District of Delaware Grants Motion to Exclude Lost Profits Testimony
By Connolly Gallagher Administrator
In IP Litigation | On February 25, 2015
In Immersion Corp. v. HTC Corp., et al., 2015 WL 834209 (D. Del Feb. 24, 2015), the District of Delaware granted in part a Daubert motion allowing testimony regarding a reasonable royalty, but excluding Plaintiff’s expert’s testimony on lost profits.
Plaintiff’s expert based his lost profits theory on a negotiated, but never entered into, license agreement between the parties. Under that agreement, the patents-in-suit would have been licensed, along with some additional software belonging to Plaintiff, at a per-unit royalty rate of $.12. Plaintiff’s expert calculated lost profits by applying that rate to Defendants’ sales on the premise that but for infringement, Defendants would have entered the agreement.

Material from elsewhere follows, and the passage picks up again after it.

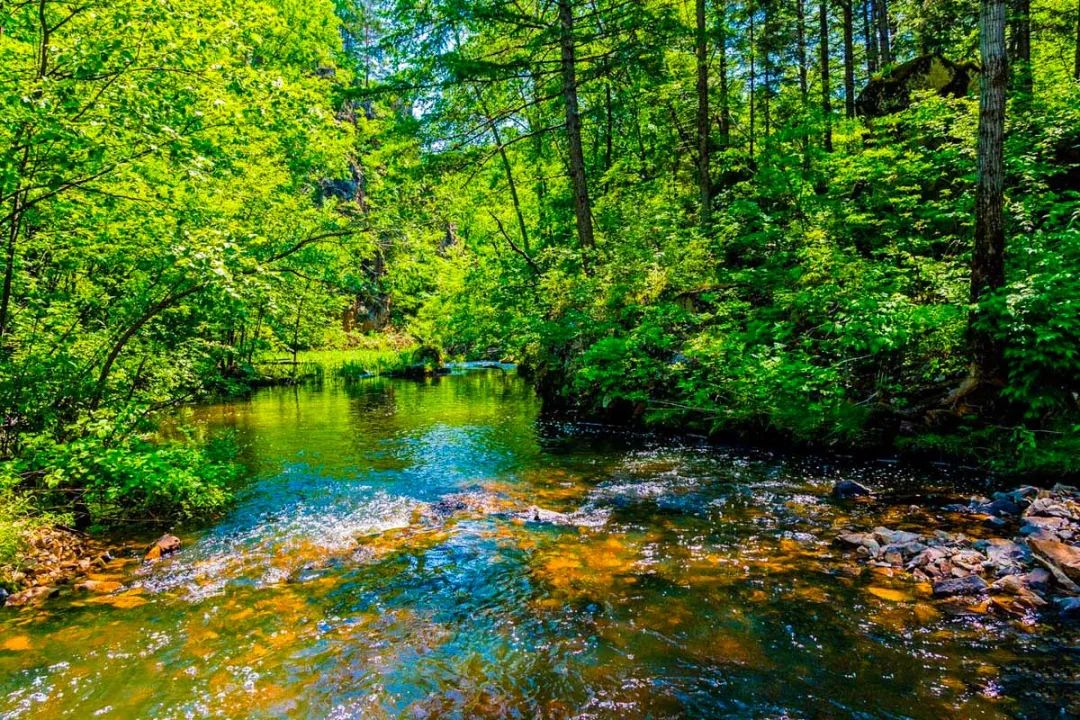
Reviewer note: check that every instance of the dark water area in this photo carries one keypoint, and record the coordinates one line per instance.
(689, 582)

As a starting point, a “patent owner who has suffered lost profits is entitled to lost profit damages regardless of whether the patent owner has made, used, or sold the patented device.” So while the fact that Plaintiff did not manufacture the patented device is not dispositive in a lost profit analysis, “[t]hat does not mean . . . that recovery can be based on revenue lost from any product related to the patents-in-suit.” Moreover, the Court held that merely because the patent license and software license were once subject to negotiations for a single contract that fact “is insufficient to base lost profits on revenue that would have been derived from the software.” “To recover for lost sales of unpatented components sold with a patented product, ‘[a]ll the components together must be analogous to components of a single assembly or be parts of a complete machine, or they must constitute a functional unit.” Where patented and unpatented products can function independently, the products are not a functional unit. It is not enough that the patented and unpatented products are sold together. Here, the software was not the only means of implementing the patented products, thus a functional relationship did not exist.
In addition, the Court held that Plaintiff’s expert’s opinion was based on a faulty premise. Under the lost profit analysis, the analysis is focused on the question of “what would have happened if the infringer had not violated the patentee’s right to exclude?” The analysis then “flows from the hypothetical situation where the infringer was excluded.” Contrary to the lost profit analysis, Plaintiff’s expert first assumed that the infringer had a license (at a $.12 per-unit royalty rate) and “then asks, what else would the infringer have bought from the patent holder?” For this reason and the lack of the functional relationship, the Court excluded the lost profits testimony.